虫刺されのマブタはその後、休日診療のお医者でステロイド軟膏を処方される。外出もままならぬ午後をブログを書いて過ごしていたら、最後の最後で保存し忘れるというトホホの上塗り・・・。それは師の最新の記事についての感想であった。術理は言葉では受け取れない、みたいな内容。逃がした魚は大きく、失われた文章は名文である。 がんばれ私! 運動だー! 先日、おそるおそる師に「世の中には研究的でないタイプの人間もいると思うんです。自分は恐らくそうじゃないかと思います。

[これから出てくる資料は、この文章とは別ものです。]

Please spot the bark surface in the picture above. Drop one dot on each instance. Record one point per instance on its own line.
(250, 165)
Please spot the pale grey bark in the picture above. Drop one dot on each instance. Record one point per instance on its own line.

そういう人間ならではの武術というものが、あるんじゃないでしょうか」と言ってみたところ、師は私が研究者タイプでないのはとうに気づいておられたといい「Sさんの扱いについては私も考えていました・・」と仰った。 そして、それならそれで今までとは違う取り組み方をしてもらう、というので出された夏休みの宿題は「腕バランスを足を伸ばしてやる」という、なんというか、脳みその出番のごく少ないものだった。 それをやる。手をグーではまだだけど、とりあえず、パーならできるようになったよ。 balance1.jpg 足を曲げる(下図)のに比べて、だいぶ手の位置は後方。ひじはいずれの場合も丹田に。 balance2.jpg 師は足を伸ばすとき、背筋を使ってかなり体を上方に反らせてバランスしていたように記憶するが、私は腕が長いのを利用し、手をより後方に突くことでバランスをとる。研究者ではないかもだけど、工夫なら私もします。 師の記事には、佐川幸義先生いうところの透明な力・合気といったものは「現象」であり、その現象を起こすことは特別な力や鍛錬を必要とするものではない、とあった。 武術が力に頼むのでなく現象を操る技術であることは、フィジカルの脆弱な私の希望の光だ。 冒頭に書いた術理についてだが、たとえば相手を押すのに接触点で相手とぶつかるなとたびたび言われるけれど、私が疑問に思うのは、それでは、ぶつからずに相手を圧倒する・受け手に力と感じさせる「現象」のおおもと、駆動部はどこにあるのかということだ。それを尋ねると師はいつも「わからない」と仰る。しかし師にはできておられるのだから「わからない」ことはないはずで、正確には「言葉では説明できない」のだと思う。わかるまではわからないこと。 >佐川氏自身が、はじめて武田惣角の技を受けた後、徹夜で一晩中、父親と合気挙げを研究した結果、合気の原理に気付いた、ということ、そして、父親もそれで少し出来るようになった・・・ 楽しそう・・・。研究相手のお父さんが少しできるようになった、というのがいいなあ。